Fakat bir ara çamaşırcının kızı takunyalı çıplak ayaklarını çarşı pazar boyundan çekmiş evine de kapanmamış, kimseye görünmemeye çalışarak hemen her gün Arnavutların Bostanı civarında dolaşmaya başlamıştı. Bu bostanın yeri, Beşiktaşta, Ihlamur Caddesi üzerinde, Ihlamura doğru giderken sol kola rastlayan ve zamanımızda Beşiktaş Bahçesi denilen yerdir. 1878 de içinde yirmiye yakın bahçıvan ve yanaşma işler, gâyet mâmur bostandı.
Kızının tavır ve hareketinde bir durgunluk, âdeta bir hüzün sezen Zehra bir gün çamaşırı bıraktı, Hürmüzün peşine düştü, onun bostanın arka taraflarında dolaştığını gördü.

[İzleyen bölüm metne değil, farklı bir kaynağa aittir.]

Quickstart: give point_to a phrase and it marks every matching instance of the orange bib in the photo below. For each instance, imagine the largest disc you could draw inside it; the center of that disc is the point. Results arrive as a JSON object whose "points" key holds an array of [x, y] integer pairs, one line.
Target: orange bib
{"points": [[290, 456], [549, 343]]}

Feleğin çemberinden birkaç defa geçmiş mahalle karısı, derhal nakış aldı. O gün kız döndükten sonra doğrudan bostana gitti, kızını oraya çeken mıknatısı arayıp buldu. Veli adında, ondokuz yaşlarında, bıyıkları yeni terlemiş bir yanaşma Doyranlı tığ gibi bir Arnavut genci idi.

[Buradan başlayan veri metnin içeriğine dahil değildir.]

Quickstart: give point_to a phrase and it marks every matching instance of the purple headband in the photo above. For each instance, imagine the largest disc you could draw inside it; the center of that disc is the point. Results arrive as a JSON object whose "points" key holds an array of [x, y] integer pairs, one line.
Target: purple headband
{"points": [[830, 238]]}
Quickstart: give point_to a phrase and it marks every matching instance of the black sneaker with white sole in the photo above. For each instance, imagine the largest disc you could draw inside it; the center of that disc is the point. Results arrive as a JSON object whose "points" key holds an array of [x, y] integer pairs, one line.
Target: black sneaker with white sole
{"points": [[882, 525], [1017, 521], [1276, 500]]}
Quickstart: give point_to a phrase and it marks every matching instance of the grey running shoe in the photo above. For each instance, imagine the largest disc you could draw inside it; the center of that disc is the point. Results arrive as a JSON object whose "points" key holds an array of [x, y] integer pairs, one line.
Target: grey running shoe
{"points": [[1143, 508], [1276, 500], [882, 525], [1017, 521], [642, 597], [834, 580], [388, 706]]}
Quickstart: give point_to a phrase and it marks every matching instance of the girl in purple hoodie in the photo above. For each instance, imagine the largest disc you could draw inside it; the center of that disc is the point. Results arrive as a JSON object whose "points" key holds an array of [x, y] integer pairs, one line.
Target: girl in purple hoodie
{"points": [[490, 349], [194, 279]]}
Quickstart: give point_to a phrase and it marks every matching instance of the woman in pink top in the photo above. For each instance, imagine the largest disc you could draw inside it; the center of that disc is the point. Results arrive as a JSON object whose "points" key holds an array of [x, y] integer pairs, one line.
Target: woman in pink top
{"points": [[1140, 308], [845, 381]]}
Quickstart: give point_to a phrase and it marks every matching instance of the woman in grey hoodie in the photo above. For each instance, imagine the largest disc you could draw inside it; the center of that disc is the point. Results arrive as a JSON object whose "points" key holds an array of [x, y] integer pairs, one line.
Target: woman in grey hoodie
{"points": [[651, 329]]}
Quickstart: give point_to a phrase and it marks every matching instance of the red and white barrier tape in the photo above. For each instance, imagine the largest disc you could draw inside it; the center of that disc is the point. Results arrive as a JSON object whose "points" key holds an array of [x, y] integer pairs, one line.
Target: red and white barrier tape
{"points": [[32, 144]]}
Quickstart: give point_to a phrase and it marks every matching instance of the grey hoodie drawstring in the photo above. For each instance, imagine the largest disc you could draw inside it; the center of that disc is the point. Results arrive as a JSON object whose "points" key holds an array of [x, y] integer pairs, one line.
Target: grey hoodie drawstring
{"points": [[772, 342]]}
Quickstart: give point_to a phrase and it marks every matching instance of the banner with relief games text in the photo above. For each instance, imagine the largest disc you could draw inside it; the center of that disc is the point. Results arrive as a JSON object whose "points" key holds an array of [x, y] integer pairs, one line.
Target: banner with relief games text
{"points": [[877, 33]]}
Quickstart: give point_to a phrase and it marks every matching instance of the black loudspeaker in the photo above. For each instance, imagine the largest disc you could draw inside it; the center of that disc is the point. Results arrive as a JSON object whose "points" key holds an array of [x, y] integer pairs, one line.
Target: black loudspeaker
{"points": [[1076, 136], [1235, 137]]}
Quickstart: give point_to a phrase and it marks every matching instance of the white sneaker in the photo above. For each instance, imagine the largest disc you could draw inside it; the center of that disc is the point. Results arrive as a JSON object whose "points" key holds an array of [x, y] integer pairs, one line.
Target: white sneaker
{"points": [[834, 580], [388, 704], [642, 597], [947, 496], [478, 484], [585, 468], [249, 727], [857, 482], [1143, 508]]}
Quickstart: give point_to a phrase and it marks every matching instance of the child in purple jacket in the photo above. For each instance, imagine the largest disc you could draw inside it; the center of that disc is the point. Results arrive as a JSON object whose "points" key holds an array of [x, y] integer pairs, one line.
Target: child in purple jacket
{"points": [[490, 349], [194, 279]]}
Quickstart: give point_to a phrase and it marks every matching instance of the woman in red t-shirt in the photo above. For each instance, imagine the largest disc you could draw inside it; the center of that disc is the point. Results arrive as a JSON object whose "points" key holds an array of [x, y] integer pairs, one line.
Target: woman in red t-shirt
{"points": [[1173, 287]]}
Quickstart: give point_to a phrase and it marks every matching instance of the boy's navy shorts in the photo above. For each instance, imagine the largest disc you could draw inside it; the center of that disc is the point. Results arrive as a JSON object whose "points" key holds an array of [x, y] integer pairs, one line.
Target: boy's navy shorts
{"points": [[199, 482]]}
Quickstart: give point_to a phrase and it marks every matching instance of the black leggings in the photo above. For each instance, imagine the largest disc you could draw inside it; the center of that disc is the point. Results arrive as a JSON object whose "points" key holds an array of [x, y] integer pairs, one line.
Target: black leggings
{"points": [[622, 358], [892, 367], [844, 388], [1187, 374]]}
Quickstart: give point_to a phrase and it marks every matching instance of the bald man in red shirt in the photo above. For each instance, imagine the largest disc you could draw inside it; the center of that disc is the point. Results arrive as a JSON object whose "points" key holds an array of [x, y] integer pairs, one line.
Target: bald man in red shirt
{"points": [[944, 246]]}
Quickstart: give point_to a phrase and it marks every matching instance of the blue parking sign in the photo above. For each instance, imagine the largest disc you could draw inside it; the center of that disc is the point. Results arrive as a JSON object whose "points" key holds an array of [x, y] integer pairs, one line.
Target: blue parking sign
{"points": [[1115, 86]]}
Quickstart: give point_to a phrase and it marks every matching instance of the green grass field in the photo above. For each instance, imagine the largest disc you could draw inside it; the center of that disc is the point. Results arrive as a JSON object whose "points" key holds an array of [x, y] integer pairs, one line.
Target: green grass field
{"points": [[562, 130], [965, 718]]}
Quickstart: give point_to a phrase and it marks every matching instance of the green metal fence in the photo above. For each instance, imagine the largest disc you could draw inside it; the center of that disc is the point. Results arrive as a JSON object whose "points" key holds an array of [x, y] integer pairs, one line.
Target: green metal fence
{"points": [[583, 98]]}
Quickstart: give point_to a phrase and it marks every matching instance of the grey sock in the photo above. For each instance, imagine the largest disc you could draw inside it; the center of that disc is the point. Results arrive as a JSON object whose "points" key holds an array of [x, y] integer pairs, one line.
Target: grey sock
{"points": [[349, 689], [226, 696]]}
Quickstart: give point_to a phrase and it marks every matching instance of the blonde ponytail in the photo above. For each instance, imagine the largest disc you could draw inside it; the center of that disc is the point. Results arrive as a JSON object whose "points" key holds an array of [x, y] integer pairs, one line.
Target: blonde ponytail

O devrin adamı Tophâne ketebesinden Üsküdarlı halk şâiri Âşık Râzinin evrakı arasında bulunmuş bir “Bostan Vakası” vardır; Benli Hürmüz bugün, üstünde meçhul bir elin bazıtashihler yaptığı tahmin ettiğimiz bu manzumede yaşıyor:
Benli Hürmüz Beşiktaşın yosması
Nede açmış allı güllü basması
Vişnezâde Çıkmazındadır evi
Babasıyok anasının peyrevi
Elibayraklı Zehrânın kızıdır
Konu komşu ağzının sakızıdır
Yeni girmiş örtüye ol dilrübâ
Gören gencler ona yakıyor aba
Yavru ceylân misâl yaş onbeşinde
Semtin fetâları cümle peşinde
Manav Ahmed Çıkırıkcı Süleyman
Koşarlı uçarlı Fenerci Nûman
Mektebin kalfası mürâhik civan
Saka Mustafa da bir servi revan
Çakır Ali Tersânede neferdir
Kara Mehmed arabacı ejderdir
Yalın ayak yalın yüzlü hamurkâr
Güzellikde melek gibi Zülfikar
Hünkâr hamlacısı Yusuf misâli
Unutma tığ gibi Hallaç Cemali
Şu on tâze eşbeh oğlandan biri
Olacak derlerdi kızın şevheri
Meğer çokdan seçmiş Hürmüz oynaşı
Ateşde kaynarmış mercimek aşı
Anasıyla her sabah bir fırtına
Kopup yeldirmeyi atar sırtına
Yavuklusu bir bağçıvan güzeli
Samurkaş Arnavud Doyranlı Veli
Kız bir içim sudur oğlan bir âfet
Kim arar efendim kılık kıyâfet
Oğlan yalın ayak kız takunyalı
Ne lâzım onlara konakla yalı
Kız oğlana oğlan kıza hayrandır
Âşıklara samanlık da seyrandır
Peşinde gezenler geçse de yüzü
Veliden gayrisi bulmamış yüzü
Velâkin rakibler yolda dikendir
Tatlı aşa tuzla biber ekendir
Hürmüzün âşıkları güzel çamaşırcı kızını çarşı boyunda göremeyince meraka düşerler , Tulumbacı Numan, Zehranın evine gider ve kızın anası ile bir derd ortağı gibi konuşur. Kızın ayağını bostan yolundan kesme işini üzerine alır. Doyranlı Veli denilen yanaşma oğlanla yaşlı bağçıvan arnavudlardan birini bir köşeye çekecek: “Bak delikanlı bizim işimiz merdce, erkekce; önce nasihat, sonra dayak, yine uslanmazsan en sonunda bıçak!. Biz mahallemizin nâmusuna toz kondurmayız!. Ayağını denk al, işte sana önce nasihat, Hürmüzle konuşduğunu duyar, görürsek hâlin dumandır!...” diyecekti.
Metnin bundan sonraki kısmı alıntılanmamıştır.